It will be noticed that the defendant in the above case could have been prosecuted in a
criminal case because his negligence causing the death of the child was punishable by
the Penal Code. Here is therefore a clear instance of the same act of negligence being
a proper subject-matter either of a criminal action with its consequent civil liability
arising from a crime or of an entirely separate and independent civil action for fault or
negligence under article 1902 of the Civil Code. Thus, in this jurisdiction, the separate
individually of a cuasi-delito or culpa aquiliana under the Civil Code has been fully
and clearly recognized, even with regard to a negligent act for which the wrongdoer
could have been prosecuted and convicted in a criminal case and for which, after such
a conviction, he could have been sued for this civil liability arising from his crime.
Years later (in 1930) this Court had another occasion to apply the same doctrine.
InBernal and Enverso vs. House and Tacloban Electric & Ice Plant, Ltd. , 54 Phil.,
327, the parents of the five-year-old child, Purificacion Bernal, brought a civil action
to recover damages for the child's death as a result of burns caused by the fault and
negligence of the defendants. On the evening of April 10, 1925, the Good Friday
procession was held in Tacloban, Leyte. Fortunata Enverso with her daughter
Purificacion Bernal had come from another municipality to attend the same. After the
procession the mother and the daughter with two others were passing along Gran
Capitan Street in front of the offices of the Tacloban Electric & Ice Plant, Ltd., owned
by defendants J. V. House, when an automobile appeared from the opposite direction.
The little girl, who was slightly ahead of the rest, was so frightened by the automobile
that she turned to run, but unfortunately she fell into the street gutter where hot water
from the electric plant was flowing. The child died that same night from the burns.
The trial courts dismissed the action because of the contributory negligence of the
plaintiffs. But this Court held, on appeal, that there was no contributory negligence,
and allowed the parents P1,000 in damages from J. V. House who at the time of the
tragic occurrence was the holder of the franchise for the electric plant. This Court said
in part:
Although the trial judge made the findings of fact hereinbefore outlined, he
nevertheless was led to order the dismissal of the action because of the contributory
negligence of the plaintiffs.

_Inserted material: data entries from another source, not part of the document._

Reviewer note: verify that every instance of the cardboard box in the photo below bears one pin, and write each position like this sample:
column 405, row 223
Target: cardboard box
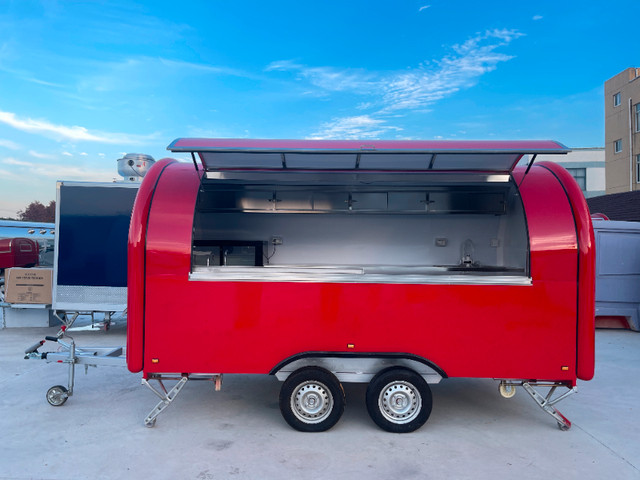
column 28, row 285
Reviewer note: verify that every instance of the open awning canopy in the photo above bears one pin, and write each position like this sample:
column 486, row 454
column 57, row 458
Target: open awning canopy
column 223, row 154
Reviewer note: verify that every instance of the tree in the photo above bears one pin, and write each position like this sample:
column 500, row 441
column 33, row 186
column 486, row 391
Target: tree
column 37, row 212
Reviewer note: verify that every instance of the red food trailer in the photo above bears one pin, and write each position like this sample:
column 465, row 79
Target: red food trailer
column 18, row 252
column 394, row 263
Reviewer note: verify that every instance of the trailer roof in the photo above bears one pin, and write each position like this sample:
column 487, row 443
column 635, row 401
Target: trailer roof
column 393, row 155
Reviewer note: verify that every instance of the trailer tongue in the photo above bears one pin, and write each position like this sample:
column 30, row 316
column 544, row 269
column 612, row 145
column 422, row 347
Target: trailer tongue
column 392, row 263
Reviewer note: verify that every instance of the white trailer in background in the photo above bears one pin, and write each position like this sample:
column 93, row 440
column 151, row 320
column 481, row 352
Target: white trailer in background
column 90, row 261
column 617, row 273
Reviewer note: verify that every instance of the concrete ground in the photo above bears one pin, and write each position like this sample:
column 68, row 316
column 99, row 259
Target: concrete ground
column 238, row 432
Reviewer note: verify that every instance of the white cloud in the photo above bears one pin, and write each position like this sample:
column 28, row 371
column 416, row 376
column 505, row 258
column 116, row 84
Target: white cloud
column 66, row 172
column 358, row 127
column 390, row 93
column 20, row 163
column 41, row 155
column 6, row 174
column 75, row 133
column 11, row 145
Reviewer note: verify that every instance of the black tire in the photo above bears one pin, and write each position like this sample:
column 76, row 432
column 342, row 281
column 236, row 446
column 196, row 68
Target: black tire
column 399, row 400
column 312, row 400
column 56, row 396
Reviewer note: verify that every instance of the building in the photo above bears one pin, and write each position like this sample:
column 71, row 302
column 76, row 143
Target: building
column 622, row 131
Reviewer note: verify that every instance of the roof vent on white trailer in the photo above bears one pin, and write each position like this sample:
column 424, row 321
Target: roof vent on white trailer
column 134, row 166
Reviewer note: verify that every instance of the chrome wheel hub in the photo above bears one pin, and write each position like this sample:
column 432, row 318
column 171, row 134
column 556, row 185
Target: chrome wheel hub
column 311, row 402
column 400, row 402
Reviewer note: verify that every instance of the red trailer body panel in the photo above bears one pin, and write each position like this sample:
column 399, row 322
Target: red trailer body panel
column 540, row 330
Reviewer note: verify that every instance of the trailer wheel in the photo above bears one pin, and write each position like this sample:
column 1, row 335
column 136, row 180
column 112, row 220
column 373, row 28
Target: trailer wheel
column 399, row 400
column 312, row 400
column 56, row 396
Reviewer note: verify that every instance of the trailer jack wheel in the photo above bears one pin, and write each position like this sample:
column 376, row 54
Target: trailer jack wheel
column 57, row 396
column 312, row 400
column 399, row 400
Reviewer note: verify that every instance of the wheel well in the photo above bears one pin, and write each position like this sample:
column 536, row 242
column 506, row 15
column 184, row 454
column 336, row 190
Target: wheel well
column 358, row 367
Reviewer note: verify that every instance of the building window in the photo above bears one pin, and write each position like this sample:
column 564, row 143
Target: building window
column 617, row 146
column 580, row 175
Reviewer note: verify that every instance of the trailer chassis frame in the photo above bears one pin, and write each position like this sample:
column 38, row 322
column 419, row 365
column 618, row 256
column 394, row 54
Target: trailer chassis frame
column 71, row 355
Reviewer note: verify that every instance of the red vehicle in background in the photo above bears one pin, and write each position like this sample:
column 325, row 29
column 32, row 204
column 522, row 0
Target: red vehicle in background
column 393, row 263
column 18, row 252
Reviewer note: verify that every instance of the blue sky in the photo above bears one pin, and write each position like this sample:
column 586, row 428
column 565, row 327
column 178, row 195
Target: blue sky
column 82, row 83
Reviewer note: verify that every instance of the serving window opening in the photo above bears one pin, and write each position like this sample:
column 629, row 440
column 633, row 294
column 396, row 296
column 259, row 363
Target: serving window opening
column 418, row 233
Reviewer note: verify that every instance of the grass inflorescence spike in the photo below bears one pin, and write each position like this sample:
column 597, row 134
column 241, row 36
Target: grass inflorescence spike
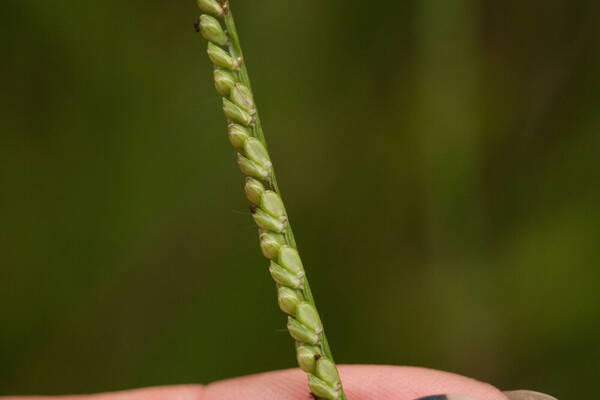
column 276, row 239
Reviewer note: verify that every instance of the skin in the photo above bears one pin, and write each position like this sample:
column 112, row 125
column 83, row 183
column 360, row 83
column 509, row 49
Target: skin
column 361, row 382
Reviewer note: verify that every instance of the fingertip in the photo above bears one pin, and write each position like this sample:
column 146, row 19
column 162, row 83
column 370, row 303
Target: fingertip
column 370, row 382
column 361, row 382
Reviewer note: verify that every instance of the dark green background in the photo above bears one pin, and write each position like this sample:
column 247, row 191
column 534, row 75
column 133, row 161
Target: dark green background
column 439, row 161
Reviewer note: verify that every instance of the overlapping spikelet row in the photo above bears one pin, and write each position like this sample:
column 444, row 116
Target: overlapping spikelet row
column 267, row 208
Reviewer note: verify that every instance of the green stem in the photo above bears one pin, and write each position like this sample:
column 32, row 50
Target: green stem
column 236, row 51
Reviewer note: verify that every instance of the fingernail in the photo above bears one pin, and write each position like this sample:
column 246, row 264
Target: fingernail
column 447, row 397
column 527, row 395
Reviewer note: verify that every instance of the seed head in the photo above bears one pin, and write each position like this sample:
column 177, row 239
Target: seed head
column 211, row 7
column 306, row 356
column 302, row 333
column 270, row 243
column 236, row 114
column 272, row 204
column 307, row 314
column 254, row 190
column 220, row 57
column 326, row 370
column 223, row 82
column 285, row 277
column 242, row 96
column 288, row 299
column 257, row 152
column 322, row 389
column 211, row 30
column 290, row 259
column 250, row 168
column 267, row 222
column 237, row 135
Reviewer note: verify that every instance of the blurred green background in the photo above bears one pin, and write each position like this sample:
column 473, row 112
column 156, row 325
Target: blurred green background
column 439, row 161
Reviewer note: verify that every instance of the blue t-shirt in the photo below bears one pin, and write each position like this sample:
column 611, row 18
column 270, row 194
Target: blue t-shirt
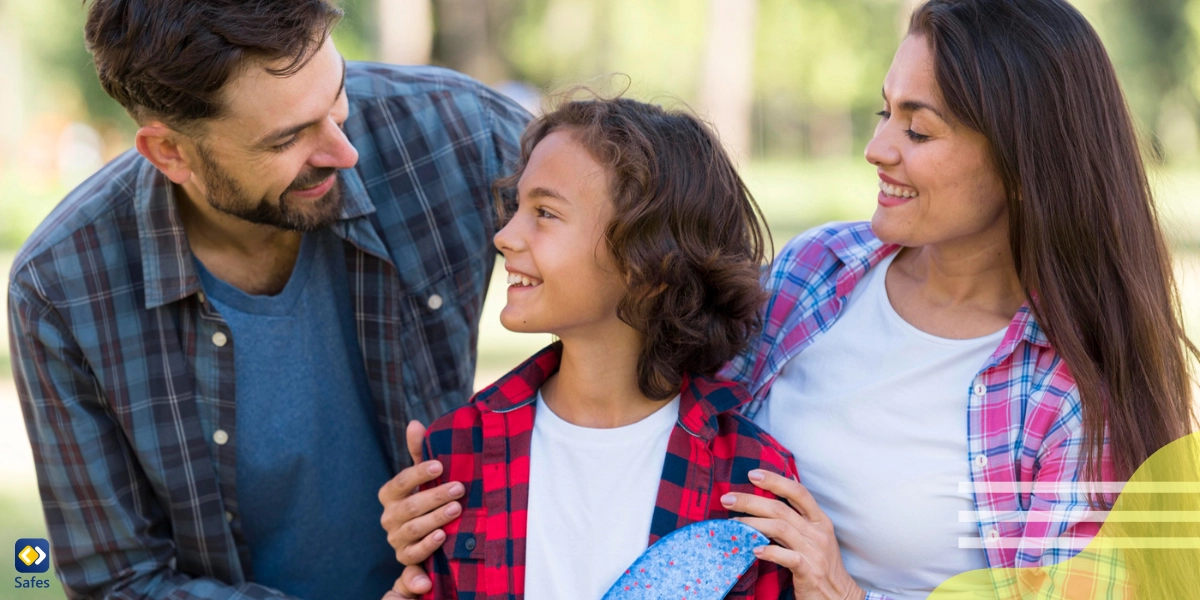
column 310, row 456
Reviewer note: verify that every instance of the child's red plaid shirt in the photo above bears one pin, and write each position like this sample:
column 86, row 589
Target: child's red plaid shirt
column 485, row 444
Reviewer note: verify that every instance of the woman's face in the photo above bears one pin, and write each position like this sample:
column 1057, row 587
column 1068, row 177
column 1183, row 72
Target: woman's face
column 937, row 181
column 562, row 277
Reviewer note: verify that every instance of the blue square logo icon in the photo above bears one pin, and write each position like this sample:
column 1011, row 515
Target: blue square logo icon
column 33, row 555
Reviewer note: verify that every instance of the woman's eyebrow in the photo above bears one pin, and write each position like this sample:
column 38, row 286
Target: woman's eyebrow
column 912, row 106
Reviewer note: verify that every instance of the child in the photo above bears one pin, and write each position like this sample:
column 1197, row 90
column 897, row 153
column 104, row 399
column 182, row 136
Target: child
column 636, row 244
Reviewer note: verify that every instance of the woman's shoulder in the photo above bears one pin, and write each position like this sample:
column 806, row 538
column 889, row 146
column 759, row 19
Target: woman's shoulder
column 815, row 252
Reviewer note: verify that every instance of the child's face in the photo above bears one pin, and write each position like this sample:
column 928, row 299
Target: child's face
column 555, row 243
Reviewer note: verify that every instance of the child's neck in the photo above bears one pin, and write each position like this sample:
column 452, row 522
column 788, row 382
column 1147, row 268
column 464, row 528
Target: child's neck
column 597, row 383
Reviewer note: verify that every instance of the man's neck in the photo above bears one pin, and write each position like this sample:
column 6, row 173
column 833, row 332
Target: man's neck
column 597, row 382
column 255, row 258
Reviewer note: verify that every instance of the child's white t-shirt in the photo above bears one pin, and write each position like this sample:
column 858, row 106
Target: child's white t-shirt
column 592, row 496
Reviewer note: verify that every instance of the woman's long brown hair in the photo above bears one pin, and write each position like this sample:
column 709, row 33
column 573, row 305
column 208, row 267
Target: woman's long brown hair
column 1033, row 77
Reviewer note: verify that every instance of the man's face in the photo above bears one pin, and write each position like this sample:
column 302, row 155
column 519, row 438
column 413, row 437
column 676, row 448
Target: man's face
column 273, row 159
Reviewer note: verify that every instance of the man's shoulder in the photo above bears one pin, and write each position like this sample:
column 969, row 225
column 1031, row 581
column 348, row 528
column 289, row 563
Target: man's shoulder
column 367, row 81
column 97, row 213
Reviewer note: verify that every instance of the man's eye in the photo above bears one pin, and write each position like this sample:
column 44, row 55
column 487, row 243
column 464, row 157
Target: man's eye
column 285, row 145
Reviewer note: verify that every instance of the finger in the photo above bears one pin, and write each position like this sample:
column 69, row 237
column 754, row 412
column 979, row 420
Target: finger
column 784, row 557
column 760, row 507
column 408, row 480
column 780, row 532
column 790, row 490
column 415, row 581
column 415, row 435
column 417, row 540
column 397, row 514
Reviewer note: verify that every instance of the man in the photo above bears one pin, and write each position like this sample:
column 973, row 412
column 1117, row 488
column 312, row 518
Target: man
column 220, row 337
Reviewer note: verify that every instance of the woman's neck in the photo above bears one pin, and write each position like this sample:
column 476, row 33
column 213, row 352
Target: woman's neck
column 597, row 381
column 958, row 291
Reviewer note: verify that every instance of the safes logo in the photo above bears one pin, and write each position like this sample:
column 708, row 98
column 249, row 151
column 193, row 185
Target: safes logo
column 33, row 555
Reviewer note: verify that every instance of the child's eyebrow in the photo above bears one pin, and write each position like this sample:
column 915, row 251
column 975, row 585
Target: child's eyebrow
column 545, row 192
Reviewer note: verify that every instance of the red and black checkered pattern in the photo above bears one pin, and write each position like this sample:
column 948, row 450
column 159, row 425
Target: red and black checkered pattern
column 485, row 445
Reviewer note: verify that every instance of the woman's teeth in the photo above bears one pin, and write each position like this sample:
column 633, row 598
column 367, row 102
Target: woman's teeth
column 895, row 191
column 521, row 280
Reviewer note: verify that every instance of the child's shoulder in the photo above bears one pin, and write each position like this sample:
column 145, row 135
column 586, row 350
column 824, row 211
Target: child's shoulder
column 455, row 431
column 754, row 443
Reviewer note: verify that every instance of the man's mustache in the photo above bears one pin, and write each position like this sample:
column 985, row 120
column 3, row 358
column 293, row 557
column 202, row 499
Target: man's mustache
column 311, row 178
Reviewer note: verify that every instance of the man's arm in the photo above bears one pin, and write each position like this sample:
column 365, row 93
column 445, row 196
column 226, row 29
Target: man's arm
column 111, row 537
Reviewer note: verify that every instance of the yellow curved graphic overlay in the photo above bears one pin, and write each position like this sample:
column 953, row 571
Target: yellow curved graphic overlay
column 1147, row 547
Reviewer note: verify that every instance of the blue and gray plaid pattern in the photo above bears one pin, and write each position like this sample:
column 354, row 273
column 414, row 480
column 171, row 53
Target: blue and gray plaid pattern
column 126, row 372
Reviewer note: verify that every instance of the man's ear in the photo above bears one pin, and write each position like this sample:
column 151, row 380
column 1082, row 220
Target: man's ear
column 162, row 147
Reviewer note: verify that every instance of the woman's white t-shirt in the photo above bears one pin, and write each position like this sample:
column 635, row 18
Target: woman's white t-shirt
column 592, row 496
column 875, row 412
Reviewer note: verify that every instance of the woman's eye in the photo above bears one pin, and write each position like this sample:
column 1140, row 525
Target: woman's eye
column 916, row 137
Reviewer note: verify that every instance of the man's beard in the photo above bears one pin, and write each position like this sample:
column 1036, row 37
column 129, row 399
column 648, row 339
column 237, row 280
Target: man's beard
column 227, row 196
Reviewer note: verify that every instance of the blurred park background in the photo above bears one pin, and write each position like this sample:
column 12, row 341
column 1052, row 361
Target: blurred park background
column 792, row 87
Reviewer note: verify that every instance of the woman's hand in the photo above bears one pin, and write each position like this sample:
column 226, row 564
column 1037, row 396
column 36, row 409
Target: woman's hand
column 414, row 520
column 807, row 545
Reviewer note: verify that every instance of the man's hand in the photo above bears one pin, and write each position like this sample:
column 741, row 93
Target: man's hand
column 413, row 520
column 411, row 585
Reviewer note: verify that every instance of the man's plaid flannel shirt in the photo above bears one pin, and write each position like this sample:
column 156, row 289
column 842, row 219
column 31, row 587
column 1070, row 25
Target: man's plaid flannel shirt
column 126, row 372
column 485, row 444
column 1025, row 426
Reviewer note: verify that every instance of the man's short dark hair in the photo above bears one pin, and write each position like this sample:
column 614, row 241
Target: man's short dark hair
column 169, row 59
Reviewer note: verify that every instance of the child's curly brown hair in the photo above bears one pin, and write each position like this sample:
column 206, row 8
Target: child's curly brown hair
column 685, row 233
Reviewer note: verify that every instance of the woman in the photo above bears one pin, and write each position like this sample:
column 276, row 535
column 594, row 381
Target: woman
column 1008, row 316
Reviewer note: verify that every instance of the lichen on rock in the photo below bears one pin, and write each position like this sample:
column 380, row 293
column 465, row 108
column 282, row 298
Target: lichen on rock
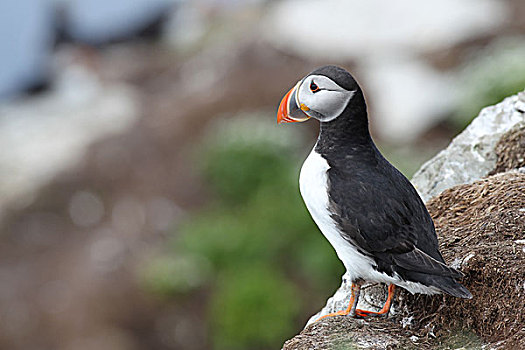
column 480, row 221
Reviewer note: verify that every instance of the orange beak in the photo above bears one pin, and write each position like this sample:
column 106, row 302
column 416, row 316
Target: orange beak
column 289, row 111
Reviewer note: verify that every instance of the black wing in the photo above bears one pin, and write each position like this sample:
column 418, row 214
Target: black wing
column 378, row 210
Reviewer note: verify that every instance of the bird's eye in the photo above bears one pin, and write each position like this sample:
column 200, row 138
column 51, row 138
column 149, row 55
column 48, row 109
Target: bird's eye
column 313, row 87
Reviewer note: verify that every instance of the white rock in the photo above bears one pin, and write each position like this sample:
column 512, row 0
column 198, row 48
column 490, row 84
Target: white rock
column 26, row 40
column 402, row 109
column 470, row 156
column 344, row 29
column 44, row 135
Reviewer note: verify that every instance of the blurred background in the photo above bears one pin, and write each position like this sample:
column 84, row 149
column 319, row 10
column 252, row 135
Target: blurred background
column 148, row 200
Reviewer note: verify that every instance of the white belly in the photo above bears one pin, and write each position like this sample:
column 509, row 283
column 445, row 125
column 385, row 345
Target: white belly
column 313, row 184
column 314, row 190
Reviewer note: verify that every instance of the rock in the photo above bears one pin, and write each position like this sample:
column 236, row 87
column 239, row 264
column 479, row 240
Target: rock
column 471, row 155
column 47, row 134
column 389, row 51
column 491, row 210
column 26, row 43
column 102, row 21
column 356, row 30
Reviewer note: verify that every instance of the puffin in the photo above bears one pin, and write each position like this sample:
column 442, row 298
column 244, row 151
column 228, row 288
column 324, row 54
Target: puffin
column 367, row 209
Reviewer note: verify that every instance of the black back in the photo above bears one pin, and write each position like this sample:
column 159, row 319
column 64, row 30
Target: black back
column 375, row 206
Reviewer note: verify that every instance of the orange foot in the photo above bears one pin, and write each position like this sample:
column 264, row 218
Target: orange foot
column 351, row 310
column 384, row 311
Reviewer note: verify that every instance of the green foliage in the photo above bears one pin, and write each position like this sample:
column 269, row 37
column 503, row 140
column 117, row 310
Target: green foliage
column 167, row 275
column 495, row 73
column 252, row 307
column 262, row 247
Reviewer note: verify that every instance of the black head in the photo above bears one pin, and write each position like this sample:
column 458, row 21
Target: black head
column 325, row 94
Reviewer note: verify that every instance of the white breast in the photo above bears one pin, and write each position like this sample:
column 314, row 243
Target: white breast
column 314, row 190
column 313, row 183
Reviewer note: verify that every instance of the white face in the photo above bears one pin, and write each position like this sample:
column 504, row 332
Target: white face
column 321, row 98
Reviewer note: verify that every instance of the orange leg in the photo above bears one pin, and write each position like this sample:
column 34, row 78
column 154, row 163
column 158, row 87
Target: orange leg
column 351, row 310
column 386, row 308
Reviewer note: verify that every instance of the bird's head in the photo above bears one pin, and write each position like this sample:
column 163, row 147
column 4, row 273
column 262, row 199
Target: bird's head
column 323, row 94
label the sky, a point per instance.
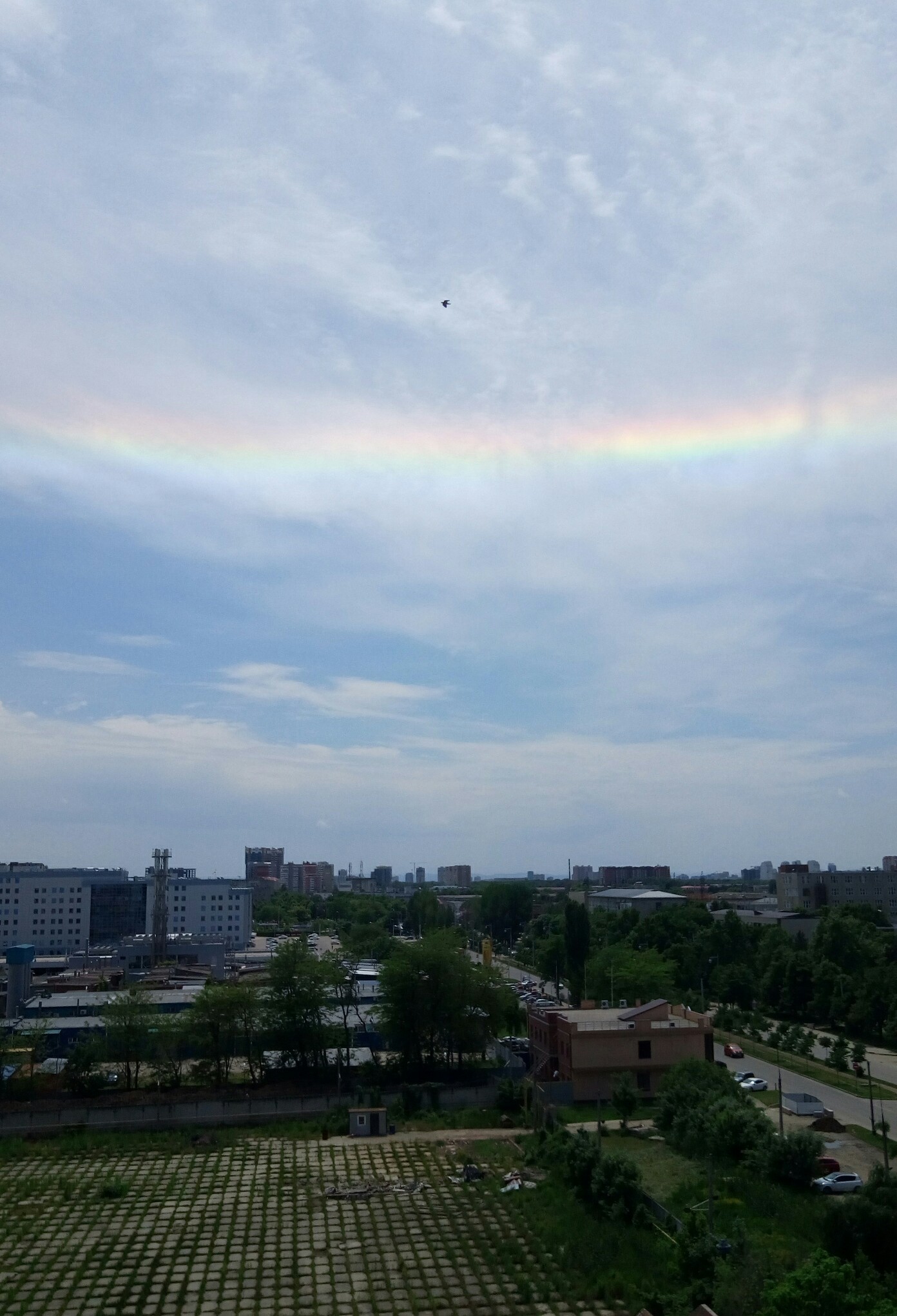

It is from this point that a majority of the court depart
from the stand taken by the trial judge. The mother and her child had a perfect right to
be on the principal street of Tacloban, Leyte, on the evening when the religious
procession was held. There was nothing abnormal in allowing the child to run along a
few paces in advance of the mother. No one could foresee the coincidence of an
automobile appearing and of a frightened child running and falling into a ditch filled
with hot water. The doctrine announced in the much debated case of Rakes vs.
Atlantic Gulf and Pacific Co. ([1907]), 7 Phil., 359), still rule. Article 1902 of the
Civil Code must again be enforced. The contributory negligence of the child and her
mother, if any, does not operate as a bar to recovery, but in its strictest sense could
only result in reduction of the damages.
It is most significant that in the case just cited, this Court specifically applied article
1902 of the Civil Code. It is thus that although J. V. House could have been criminally
prosecuted for reckless or simple negligence and not only punished but also made
civilly liable because of his criminal negligence, nevertheless this Court awarded
damages in an independent civil action for fault or negligence under article 1902 of
the Civil Code.

In Bahia vs. Litonjua and Leynes (30 Phil., 624 [year 1915), the action was for
damages for the death of the plaintiff's daughter alleged to have been caused by the
negligence of the servant in driving an automobile over the child. It appeared that the
cause of the mishap was a defect in the steering gear. The defendant Leynes had
rented the automobile from the International Garage of Manila, to be used by him in
carrying passengers during the fiesta of Tuy, Batangas. Leynes was ordered by the
lower court to pay P1,000 as damages to the plaintiff. On appeal this Court reversed
the judgment as to Leynes on the ground that he had shown that the exercised the care
of a good father of a family, thus overcoming the presumption of negligence under
article 1903. This Court said:
As to selection, the defendant has clearly shown that he exercised the care and
diligence of a good father of a family. He obtained the machine from a reputable
garage and it was, so far as appeared, in good condition. The workmen were likewise
selected from a standard garage, were duly licensed by the Government in their
particular calling, and apparently thoroughly competent. The machine had been used
but a few hours when the accident occurred and it is clear from the evidence that the
defendant had no notice, either actual or constructive, of the defective condition of the
steering gear.

The legal aspect of the case was discussed by this Court thus:

Article 1903 of the Civil Code not only establishes liability in cases of negligence, but
also provides when the liability shall cease. It says:

"The liability referred to in this article shall cease when the persons mentioned therein
prove that they employed all the diligence of a good father of a family to avoid the
damage."
From this article two things are apparent:

(1) That when an injury is caused by the negligence of a servant or employee there
instantly arises a presumption of law that there was negligence on the part of the
matter or employer either in the selection of the servant or employee, or in supervision
over him after the selection, or both; and

(2) that presumption is juris tantum and not juris et de jure, and consequently, may be
rebutted. It follows necessarily that if the employer shows to the satisfaction of the
court that in selection and supervision he has exercised the care and diligence of a
good father of a family, the presumption is overcome and he is relieve from liability.
This theory bases the responsibility of the master ultimately on his own negligence
and not on that of his servant.

Juris tantum – rebuttable presumption

Juris et de jure - A phrase employed to denote conclusive presumptions of law.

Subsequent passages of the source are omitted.